Query Term Selection
Microsoft Corporation provided us with access to the database of the Bing log files for individual user searches during November and December 2010 and January 2011. All search engines store data from user sessions in detailed logs. The Bing logs contain recorded observations for each of the millions of Bing user queries, including for each query: a record of the date and time; all websites that were displayed on the SERP generated from the search; each website’s position on the SERPs; and which websites were clicked. For each website that appeared in a set of search results, we know at what rank it appeared in each view and whether it was clicked on during that view.
In order to isolate the impact of website relevance from that of page rank, we need query terms where the website relevance to the user query remains reasonably constant during the time period of study, while the ranking of websites varies (even if only slightly). We also need to eliminate as far as possible other confusing influences. To find suitable data, we first categorized a list of available query terms and then eliminated the non-suitable categories until we arrived at a final list of queries.
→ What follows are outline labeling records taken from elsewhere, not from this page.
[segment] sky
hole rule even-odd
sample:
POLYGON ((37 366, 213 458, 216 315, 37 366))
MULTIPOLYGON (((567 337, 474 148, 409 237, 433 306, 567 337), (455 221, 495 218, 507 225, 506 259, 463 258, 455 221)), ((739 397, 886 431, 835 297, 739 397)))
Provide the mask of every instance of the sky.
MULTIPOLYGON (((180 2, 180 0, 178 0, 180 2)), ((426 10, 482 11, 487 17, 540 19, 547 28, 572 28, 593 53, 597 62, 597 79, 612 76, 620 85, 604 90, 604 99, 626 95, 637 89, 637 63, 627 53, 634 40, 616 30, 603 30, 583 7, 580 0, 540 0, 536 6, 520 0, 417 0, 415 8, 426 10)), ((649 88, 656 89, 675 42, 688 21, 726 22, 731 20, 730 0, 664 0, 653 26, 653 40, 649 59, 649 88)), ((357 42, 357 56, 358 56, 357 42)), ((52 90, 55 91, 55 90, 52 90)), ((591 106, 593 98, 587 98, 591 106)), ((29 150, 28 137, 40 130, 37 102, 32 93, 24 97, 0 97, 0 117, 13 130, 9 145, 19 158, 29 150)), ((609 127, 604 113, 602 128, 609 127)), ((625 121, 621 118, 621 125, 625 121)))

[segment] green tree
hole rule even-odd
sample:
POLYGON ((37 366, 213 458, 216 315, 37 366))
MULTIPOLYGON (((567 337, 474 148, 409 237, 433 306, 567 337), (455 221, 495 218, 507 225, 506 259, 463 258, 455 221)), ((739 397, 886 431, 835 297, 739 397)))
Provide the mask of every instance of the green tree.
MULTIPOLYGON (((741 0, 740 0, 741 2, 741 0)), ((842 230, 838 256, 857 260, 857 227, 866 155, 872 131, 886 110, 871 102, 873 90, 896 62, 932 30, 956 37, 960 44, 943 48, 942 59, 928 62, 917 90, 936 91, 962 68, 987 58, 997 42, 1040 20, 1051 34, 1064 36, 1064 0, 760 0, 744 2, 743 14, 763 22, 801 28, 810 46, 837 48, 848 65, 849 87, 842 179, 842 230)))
A first type of unsuitable query is one that generates what are known are “highly monetized” results. For example, the query term “airline tickets” signals the intent to shop for airline tickets on-line and, because it is defined in generic terms, occurs with relatively high frequency. The intent to make a purchase and the high frequency make this query attractive to the advertisers and the results page is highly monetized: There is a large volume of ads. The ads distract from the algorithmic results and introduce more “noise” into the algorithmic click behavior data. In order to predict click behavior on the algorithmic results we would need to know all of the paid results as well (whose presence might well be endogenous). As a consequence, these queries are not suitable for our analysis.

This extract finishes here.